Instructor-led 4-days
Course Description
This immersive 4-day program equips security analysts with the skills to integrate agentic AI into Security Operations Center (SOC) defense workflows. Participants learn how AI agents can augment detection, triage, investigation, and response, while strengthening human-in-the-loop decision making. The course emphasizes applied SOC defense strategies, practical use of commercial tools, and real-world scenarios that simulate modern threat environments. Each day combines instructor-led discussions, live demonstrations, and intensive labs designed for SOC analysts working with AI-augmented operations.
Key Takeaways
- Understand the role of agentic AI in SOC defense operations.
- Apply SOC defense strategies to modern threat scenarios.
- Use commercial SIEM, SOAR, and EDR tools in hands-on labs.
- Build AI-augmented triage and investigation workflows.
- Automate common SOC tasks while maintaining analyst oversight.
- Integrate AI outputs into incident response playbooks.
- Evaluate AI-driven alerts for false positives and decision support.
Prerequisites
- Basic knowledge of SOC workflows (alerting, triage, incident response).
Focus: Foundations of Agentic AI in SOC Defense
Module 1: SOC Defense Strategy Basics
- SOC roles and defense layers.
- Detection, containment, and response workflows.
- Gaps and bottlenecks where AI agents add value.
Module 2: Agentic AI Concepts
- Agentic AI vs traditional ML models.
- AI in triage, correlation, and contextual enrichment.
- Security policy and compliance considerations.
Lab 1: Baseline SOC Defense
- Use Splunk or Elastic SIEM to monitor simulated network traffic.
- Conduct manual triage of alerts.
- Identify where AI assistance would reduce workload.
Focus: AI-Augmented Detection and Triage
Module 3: AI-Driven Detection Pipelines
- AI for anomaly detection and correlation.
- Integrating AI into SIEM workflows.
- Case study: detecting lateral movement with AI agents.
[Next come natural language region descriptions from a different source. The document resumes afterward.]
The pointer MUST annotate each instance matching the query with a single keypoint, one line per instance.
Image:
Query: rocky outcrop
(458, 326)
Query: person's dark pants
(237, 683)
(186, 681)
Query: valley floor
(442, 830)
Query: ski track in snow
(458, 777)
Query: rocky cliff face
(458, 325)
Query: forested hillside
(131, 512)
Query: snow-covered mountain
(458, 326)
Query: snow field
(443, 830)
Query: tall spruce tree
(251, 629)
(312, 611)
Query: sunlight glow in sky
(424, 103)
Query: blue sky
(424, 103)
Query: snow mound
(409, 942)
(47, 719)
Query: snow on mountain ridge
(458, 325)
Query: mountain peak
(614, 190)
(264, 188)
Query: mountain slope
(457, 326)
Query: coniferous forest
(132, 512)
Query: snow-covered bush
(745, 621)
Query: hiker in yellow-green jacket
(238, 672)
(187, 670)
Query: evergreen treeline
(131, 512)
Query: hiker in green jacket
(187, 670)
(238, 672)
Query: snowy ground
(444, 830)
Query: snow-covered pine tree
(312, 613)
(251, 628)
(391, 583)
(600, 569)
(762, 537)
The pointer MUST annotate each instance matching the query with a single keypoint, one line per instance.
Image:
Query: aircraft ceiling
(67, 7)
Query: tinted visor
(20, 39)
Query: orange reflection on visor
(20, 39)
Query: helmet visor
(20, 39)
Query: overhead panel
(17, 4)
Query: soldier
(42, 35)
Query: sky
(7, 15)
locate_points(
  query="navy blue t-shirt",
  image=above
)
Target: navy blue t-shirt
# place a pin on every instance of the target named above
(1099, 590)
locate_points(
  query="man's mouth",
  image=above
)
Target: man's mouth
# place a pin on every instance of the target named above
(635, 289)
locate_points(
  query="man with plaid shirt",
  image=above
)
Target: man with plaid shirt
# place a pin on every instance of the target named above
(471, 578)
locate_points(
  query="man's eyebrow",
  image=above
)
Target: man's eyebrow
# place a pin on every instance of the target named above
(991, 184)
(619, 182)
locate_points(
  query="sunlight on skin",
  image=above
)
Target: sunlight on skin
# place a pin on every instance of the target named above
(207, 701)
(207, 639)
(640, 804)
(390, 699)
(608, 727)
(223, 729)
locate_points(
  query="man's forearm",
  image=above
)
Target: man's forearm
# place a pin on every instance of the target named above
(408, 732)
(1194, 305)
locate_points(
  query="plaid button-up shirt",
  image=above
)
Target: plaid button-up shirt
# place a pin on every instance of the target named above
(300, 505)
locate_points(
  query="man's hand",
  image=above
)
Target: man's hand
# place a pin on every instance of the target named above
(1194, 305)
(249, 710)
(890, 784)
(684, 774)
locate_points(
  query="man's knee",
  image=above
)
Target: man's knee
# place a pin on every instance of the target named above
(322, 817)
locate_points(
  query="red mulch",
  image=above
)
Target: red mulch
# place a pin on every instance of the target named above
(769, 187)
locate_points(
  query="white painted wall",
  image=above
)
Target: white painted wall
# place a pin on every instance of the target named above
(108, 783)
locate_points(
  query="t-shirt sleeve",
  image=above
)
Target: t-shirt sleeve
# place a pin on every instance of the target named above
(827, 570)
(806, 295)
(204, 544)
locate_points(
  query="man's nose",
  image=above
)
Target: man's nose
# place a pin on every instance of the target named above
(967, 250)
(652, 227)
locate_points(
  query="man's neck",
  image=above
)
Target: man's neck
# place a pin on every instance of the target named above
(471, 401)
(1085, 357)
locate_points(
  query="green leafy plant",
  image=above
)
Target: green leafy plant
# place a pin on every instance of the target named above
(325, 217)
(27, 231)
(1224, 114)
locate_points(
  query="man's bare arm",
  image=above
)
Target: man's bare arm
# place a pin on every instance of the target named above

Module 4: Triage Acceleration with AI
- Natural language triage reports.
- Contextual enrichment from threat intel feeds.
- Human-AI collaboration for alert scoring.
Lab 2: AI-Powered Alert Triage
- Deploy Microsoft Sentinel or Splunk with AI-based enrichment.
- Use AI assistant to prioritize alerts.
- Compare human vs AI triage times and accuracy.
Focus: AI in Incident Investigation and Response
Module 5: AI-Assisted Investigations
- Automated hypothesis generation.
- Evidence correlation across log sources.
- Explainability and analyst trust in AI outputs.
Module 6: Response Strategy with AI Support
- AI-augmented SOAR playbooks.
- Automated containment recommendations.
- Escalation decision support.
Lab 3: Incident Response with AI
- Use Palo Alto Cortex XSOAR or IBM QRadar SOAR.
- AI-generated investigation notes.
- Simulated phishing and ransomware incidents with automated containment recommendations.
Focus: Operationalizing Agentic AI in the SOC
Module 7: Red-Blue Simulations
- Red team AI adversary tactics.
- Blue team AI-augmented defense.
- Evaluating AI effectiveness under live fire exercises.
Module 8: Building Trust and Governance
- Metrics for AI performance in SOC.
- Risk of AI bias, hallucinations, and adversarial attacks.
- SOC governance for human-in-the-loop AI.
Lab 4: Full SOC Defense Simulation
- Multi-phase attack simulation (insider threat + ransomware).
- AI-augmented detection, triage, and response using multiple tools (Sentinel, Splunk, Cortex XDR).
- Debrief with SOC defense strategy alignment.